The evidence of this particular history still exists in different bodies: the building itself, media and textual documents or living memories. Nevertheless, instead of using archive material to build up a linear historicization of the building of Chelsea College of Arts,  Shape of time presents contemporary works of five artists from the MA Fine Arts program who attempt to embody and revisit the memory of the building in different ways. Through paintings, site-specific works, sculptures and performance, Annabel Ludovici, Cred Roy, Emma Starkey, Karen Tronel and Robin Woodward introduce their personal interpretation of this history to trigger a wider exploration of the ways through which humans can visualise past time.
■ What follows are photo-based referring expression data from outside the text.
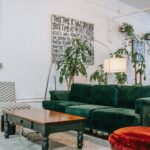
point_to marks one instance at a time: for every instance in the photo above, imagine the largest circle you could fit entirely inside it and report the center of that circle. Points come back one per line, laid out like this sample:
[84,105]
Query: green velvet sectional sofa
[106,107]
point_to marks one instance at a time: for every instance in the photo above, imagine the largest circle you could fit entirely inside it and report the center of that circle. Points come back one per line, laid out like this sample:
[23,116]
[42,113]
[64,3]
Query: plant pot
[122,29]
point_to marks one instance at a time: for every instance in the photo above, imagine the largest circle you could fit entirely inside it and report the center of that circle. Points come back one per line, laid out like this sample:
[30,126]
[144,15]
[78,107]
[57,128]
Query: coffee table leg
[45,143]
[7,130]
[80,139]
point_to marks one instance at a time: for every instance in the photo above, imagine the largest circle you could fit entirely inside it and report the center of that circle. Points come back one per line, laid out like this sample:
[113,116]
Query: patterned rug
[29,140]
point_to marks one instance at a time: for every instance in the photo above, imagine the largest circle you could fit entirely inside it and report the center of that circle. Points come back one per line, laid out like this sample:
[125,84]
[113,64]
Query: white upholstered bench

The site-specific works are used in different contexts within this exhibition to stress the performative condition of time and space.  Deflatable concrete idea #1 to #31  (2018, Cred Roy) are performative sculptures built from recycled and organic materials which recall the ghost of things they once were, as their residues are trapped in time and space when casted in concrete. Similarly, as the sculptures go through an organic process of drying, the final result is never the same. Cred Roy will create a sculpture daily, as a repetitive act embedded in the exhibition, trying to frame the idea of labour in relation to the history of the building and the decay of the present time, together with the unpredictability of the future of this building.

Mission to see the self (2018, Robin Woodward) is a video performance where the artist attempts to explore the self within the Millbank surroundings in the present time. The artist, dressed with an armored outfit – alluding to the Army – plays with the impossibility of witnessing oneself in the present, as time becomes obsolete while happening. Emma Starkey, on the other hand, enacts during the Private View in the Chelsea Landing a performance opposing the idea of ‘purity’ and ‘emptiness’ within this exhibition space thus claiming the layers impregnated in the building because of its previous history.

More explicitly, both Annabel Ludovici and Karen Tronel explore the feeling of imprisonment, mostly from a female perspective. While Ludovici gets inspiration from archive material to create her pieces – in order to reimagine the past of the women who once inhabited the Millbank Penitentiary – Karen Tronel uses the paintings as a means to activate the idea of labour and metaphorically plays with the double meaning of “cell”, referring to a concept related both to the Millbank Penitentiary and to the Royal Army Medical College.